Saturday 10 March 2012

Researchers from the Massachusetts Institute of Technology (MIT) have found that repression of gene activity in the brain appears to be an early event in people with Alzheimer's disease. They also found that this blockade and its effects on memory are treatable.

The study was led by Li-Huei Tsai, Ph.D., director of MIT's Picower Institute for Learning and Memory. Her team found that a protein called histone deacetylase 2 (HDAC2) accumulates in the brain early in the course of Alzheimer's disease, both in mouse models and in people with the disease.

HDAC2 is known to tighten up spools of DNA, effectively locking down the genes within and reducing their activity. In the mice, the increase in HDAC2 appears to produce a blockade of genes involved in learning and memory.

Gene therapy to reduce the levels of HDAC2 prevented the blockade of gene activity. The treatment also prevented learning and memory impairments in the mice. It did not prevent neuronal death, but it did enhance neuroplasticity - the ability of neurons to form new connections.

Dr. Tsai also examined HDAC2 levels in autopsied brain tissue from 19 people with Alzheimer’s at different stages of the disease and from seven healthy controls. Even in its earliest stages, the disease was associated with higher HDAC2 levels in the learning and memory regions of the brain.
 "We think that the blockade of gene expression plays a very important role in the cognitive decline associated with Alzheimer's disease," said Dr. Tsai. "The good news is that the blockade is potentially reversible."
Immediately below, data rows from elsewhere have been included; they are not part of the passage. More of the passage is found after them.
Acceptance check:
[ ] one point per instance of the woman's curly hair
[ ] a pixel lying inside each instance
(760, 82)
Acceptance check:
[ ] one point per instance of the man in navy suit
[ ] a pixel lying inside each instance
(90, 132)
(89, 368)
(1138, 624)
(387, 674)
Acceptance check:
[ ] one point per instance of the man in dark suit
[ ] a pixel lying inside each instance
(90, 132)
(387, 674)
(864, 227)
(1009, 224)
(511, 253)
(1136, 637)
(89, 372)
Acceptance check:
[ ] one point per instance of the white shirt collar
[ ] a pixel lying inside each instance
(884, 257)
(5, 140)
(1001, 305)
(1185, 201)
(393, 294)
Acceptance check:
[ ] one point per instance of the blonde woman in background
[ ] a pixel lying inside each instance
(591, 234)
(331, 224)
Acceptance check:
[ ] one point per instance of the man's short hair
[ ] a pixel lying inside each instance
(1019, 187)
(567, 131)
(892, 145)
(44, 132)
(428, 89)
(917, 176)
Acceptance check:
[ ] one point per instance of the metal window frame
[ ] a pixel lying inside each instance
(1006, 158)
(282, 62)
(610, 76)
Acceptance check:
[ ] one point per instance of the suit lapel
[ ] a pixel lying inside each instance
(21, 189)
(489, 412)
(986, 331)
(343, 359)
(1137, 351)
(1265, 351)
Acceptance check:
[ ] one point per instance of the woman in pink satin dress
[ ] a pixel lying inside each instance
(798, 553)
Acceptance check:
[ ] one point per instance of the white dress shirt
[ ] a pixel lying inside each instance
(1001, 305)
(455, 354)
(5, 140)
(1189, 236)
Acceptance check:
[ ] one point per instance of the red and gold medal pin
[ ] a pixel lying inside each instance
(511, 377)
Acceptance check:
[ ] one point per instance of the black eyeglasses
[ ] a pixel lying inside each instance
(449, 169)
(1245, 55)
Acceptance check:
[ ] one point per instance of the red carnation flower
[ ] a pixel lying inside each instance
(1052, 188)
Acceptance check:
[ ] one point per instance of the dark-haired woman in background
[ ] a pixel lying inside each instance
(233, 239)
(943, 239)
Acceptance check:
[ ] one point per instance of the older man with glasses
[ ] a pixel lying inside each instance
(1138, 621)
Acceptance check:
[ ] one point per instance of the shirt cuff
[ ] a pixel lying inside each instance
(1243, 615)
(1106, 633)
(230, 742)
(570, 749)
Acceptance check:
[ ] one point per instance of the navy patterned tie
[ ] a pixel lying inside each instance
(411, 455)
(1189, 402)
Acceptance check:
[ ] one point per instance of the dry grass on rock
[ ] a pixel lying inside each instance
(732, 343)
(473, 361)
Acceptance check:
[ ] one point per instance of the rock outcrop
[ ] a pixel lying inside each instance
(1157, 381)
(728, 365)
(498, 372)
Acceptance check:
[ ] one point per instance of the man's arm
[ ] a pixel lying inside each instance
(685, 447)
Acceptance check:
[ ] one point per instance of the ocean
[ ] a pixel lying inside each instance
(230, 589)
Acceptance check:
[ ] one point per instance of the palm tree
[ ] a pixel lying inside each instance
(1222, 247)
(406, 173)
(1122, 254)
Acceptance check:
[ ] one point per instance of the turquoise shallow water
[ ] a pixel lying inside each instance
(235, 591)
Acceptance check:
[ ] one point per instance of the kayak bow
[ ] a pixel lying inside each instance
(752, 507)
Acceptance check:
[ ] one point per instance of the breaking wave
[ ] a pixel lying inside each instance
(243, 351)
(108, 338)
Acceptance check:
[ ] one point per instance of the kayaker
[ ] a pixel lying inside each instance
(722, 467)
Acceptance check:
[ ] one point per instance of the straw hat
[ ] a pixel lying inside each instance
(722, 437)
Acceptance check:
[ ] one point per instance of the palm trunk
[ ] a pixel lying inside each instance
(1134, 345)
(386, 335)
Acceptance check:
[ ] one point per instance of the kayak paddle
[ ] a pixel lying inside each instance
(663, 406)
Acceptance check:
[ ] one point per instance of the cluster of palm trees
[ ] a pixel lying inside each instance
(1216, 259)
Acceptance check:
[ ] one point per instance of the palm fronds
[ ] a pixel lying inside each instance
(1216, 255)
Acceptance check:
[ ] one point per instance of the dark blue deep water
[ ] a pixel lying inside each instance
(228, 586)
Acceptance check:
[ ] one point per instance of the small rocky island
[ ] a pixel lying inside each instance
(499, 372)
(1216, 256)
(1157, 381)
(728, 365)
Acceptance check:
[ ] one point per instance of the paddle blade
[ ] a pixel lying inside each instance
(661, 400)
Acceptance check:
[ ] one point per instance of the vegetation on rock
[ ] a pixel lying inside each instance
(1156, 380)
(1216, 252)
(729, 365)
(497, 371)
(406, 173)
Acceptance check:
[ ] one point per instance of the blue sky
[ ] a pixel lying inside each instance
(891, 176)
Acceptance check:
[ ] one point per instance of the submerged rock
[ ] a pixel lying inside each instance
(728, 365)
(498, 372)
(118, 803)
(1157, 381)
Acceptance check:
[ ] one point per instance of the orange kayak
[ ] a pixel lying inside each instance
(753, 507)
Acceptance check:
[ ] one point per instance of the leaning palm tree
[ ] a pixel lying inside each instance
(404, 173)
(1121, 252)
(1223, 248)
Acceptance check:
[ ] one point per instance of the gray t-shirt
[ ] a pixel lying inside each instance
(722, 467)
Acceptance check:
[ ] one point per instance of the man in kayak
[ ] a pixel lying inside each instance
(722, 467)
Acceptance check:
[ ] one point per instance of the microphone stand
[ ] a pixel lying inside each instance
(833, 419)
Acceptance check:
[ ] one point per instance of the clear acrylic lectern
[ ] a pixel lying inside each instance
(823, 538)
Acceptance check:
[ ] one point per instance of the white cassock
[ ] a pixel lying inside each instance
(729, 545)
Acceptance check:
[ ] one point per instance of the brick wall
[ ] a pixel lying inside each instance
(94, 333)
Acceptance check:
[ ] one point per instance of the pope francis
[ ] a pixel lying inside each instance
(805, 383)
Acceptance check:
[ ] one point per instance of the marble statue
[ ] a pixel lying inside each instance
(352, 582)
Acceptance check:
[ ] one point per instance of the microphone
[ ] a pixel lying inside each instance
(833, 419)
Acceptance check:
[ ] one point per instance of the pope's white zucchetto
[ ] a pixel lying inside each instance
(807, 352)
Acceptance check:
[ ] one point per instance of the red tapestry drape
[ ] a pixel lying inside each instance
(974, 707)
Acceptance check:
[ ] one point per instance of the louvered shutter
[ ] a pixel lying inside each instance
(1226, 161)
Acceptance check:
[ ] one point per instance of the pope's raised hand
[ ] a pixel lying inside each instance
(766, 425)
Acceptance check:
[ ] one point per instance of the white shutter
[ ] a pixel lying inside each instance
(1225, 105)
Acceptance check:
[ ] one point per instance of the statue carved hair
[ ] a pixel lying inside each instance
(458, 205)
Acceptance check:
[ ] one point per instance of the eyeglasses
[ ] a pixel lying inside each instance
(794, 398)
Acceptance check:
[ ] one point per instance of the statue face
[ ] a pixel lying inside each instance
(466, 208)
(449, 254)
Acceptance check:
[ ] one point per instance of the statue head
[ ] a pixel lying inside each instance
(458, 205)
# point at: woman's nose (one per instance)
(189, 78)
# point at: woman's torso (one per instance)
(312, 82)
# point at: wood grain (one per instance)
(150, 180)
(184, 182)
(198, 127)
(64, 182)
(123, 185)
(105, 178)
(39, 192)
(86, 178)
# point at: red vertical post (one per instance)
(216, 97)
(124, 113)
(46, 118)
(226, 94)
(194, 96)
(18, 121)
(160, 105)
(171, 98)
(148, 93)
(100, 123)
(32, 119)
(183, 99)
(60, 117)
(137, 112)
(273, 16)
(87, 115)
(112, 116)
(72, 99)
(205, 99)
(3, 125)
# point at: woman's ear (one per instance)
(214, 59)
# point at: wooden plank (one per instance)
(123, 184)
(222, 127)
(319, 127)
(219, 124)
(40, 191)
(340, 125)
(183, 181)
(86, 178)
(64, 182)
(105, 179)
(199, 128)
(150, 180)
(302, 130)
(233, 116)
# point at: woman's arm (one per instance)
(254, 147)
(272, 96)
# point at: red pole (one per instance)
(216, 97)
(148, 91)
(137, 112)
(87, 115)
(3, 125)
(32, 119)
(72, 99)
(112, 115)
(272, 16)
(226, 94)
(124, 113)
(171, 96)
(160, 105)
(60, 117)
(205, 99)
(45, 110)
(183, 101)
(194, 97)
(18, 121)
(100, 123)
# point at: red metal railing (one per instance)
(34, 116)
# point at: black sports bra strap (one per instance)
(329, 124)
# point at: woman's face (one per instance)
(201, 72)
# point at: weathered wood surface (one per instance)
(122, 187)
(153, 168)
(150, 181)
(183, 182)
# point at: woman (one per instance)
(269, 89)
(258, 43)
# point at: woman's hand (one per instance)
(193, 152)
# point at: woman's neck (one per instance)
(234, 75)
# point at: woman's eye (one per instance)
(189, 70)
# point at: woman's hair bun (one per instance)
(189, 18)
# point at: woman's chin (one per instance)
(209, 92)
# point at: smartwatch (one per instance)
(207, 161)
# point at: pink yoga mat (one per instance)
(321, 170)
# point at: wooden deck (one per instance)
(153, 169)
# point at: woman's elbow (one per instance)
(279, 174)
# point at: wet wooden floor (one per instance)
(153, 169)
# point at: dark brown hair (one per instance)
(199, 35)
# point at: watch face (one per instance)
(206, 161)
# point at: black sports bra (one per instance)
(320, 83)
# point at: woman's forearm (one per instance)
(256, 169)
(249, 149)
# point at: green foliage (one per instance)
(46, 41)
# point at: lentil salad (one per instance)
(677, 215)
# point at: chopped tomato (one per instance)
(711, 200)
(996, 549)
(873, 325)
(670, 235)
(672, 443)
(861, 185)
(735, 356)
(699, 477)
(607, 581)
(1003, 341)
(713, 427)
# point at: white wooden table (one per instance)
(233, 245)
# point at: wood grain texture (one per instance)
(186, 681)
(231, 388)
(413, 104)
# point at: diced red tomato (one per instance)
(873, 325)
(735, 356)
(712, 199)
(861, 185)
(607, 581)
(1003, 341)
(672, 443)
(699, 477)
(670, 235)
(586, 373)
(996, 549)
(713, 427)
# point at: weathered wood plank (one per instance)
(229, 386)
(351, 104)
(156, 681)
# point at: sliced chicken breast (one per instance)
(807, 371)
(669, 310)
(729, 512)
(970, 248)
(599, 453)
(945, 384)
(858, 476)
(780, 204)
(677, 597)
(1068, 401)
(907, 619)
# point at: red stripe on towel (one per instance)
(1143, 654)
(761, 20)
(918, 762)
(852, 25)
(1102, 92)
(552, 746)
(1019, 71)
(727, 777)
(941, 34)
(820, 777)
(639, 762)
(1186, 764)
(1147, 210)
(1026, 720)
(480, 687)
Dr. Tsai theorizes that HDAC2 is brought into play by beta-amyloid. She and her team found that exposing mouse neurons to beta-amyloid caused them to produce more HDAC2.
 "We think beta-amyloid triggers a cascade of damaging reactions. Once of these is to activate HDAC2, which in turn blocks the expression of genes needed for brain plasticity. Once this blockade is in place, it may have a more systemic, chronic effect on the brain," she said.